Un analyste présent lors de la conférence a déclaré qu’OpenShift jouera un rôle clé sur le marché de l’IT, à mesure que l’adoption de l’IA générative par les entreprises augmentera.

« Je vois un pourcentage important de charges de travail d’IA déployées sur site lorsqu’elles atteignent la production pour des raisons de confidentialité et de souveraineté des données ».
Steven DickensAnalyste, Futurum Group

« Je vois un pourcentage important de charges de travail d’IA déployées sur site lorsqu’elles atteignent la production pour des raisons de confidentialité et de souveraineté des données », observe Steven Dickens, analyste chez Futurum Group, auprès de SearchITOperations.

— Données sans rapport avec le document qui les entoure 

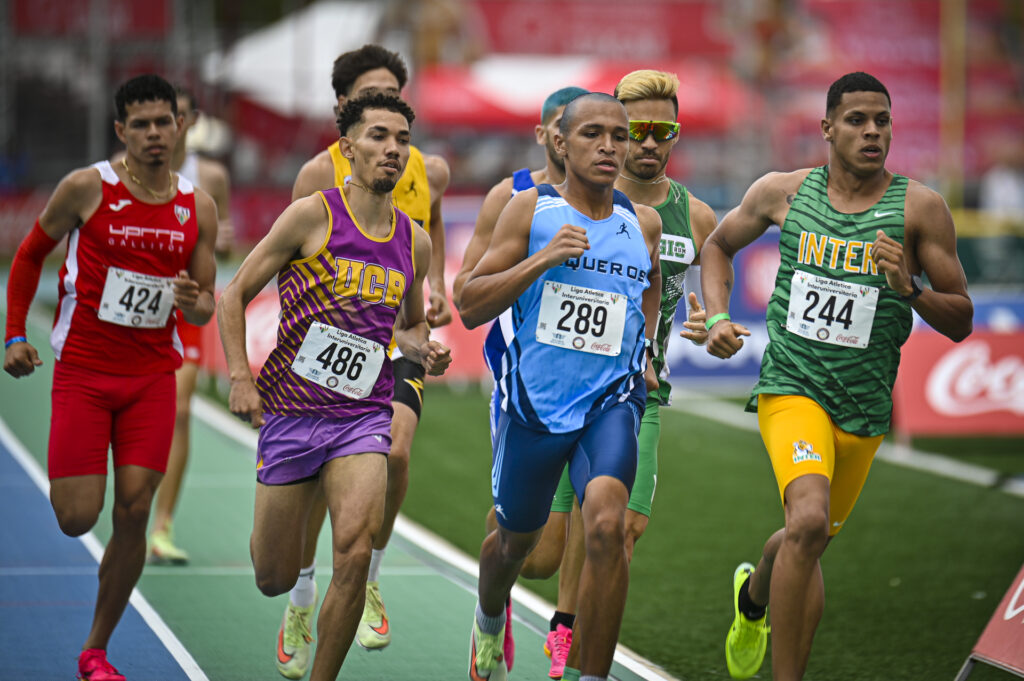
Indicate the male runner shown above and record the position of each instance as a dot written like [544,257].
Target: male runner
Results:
[348,264]
[585,308]
[855,241]
[651,102]
[544,560]
[418,194]
[212,177]
[139,244]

RHEL AI et d’autres outils d’IA open source seront tout aussi importants pour la collaboration et le partage des données entre les institutions médicales disposant de différents niveaux de ressources financières, d’après Dr Rudolph Pienaar, membre de l’équipe scientifique de l’hôpital pour enfants de Boston, lors du keynote principal du Red Hat Summit 2024.

« L’open source permet à une communauté d’analyser, de vérifier, de tester et d’instaurer la confiance », avance-t-il, citant le travail effectué par le Boston Children’s Hospital avec le Massachusetts Open Cloud OpenShift Service et ChRIS, un projet open source pour l’analyse des images radiologiques, afin de favoriser une telle collaboration. « L’open source uniformise les règles du jeu. Parce que les outils que nous utilisons à l’hôpital Boston Children’s fonctionnent sur OpenShift et parce que ChRIS est open source, un hôpital n’importe où peut utiliser les mêmes algorithmes que nous utilisons pour aider les enfants, où qu’ils se trouvent ».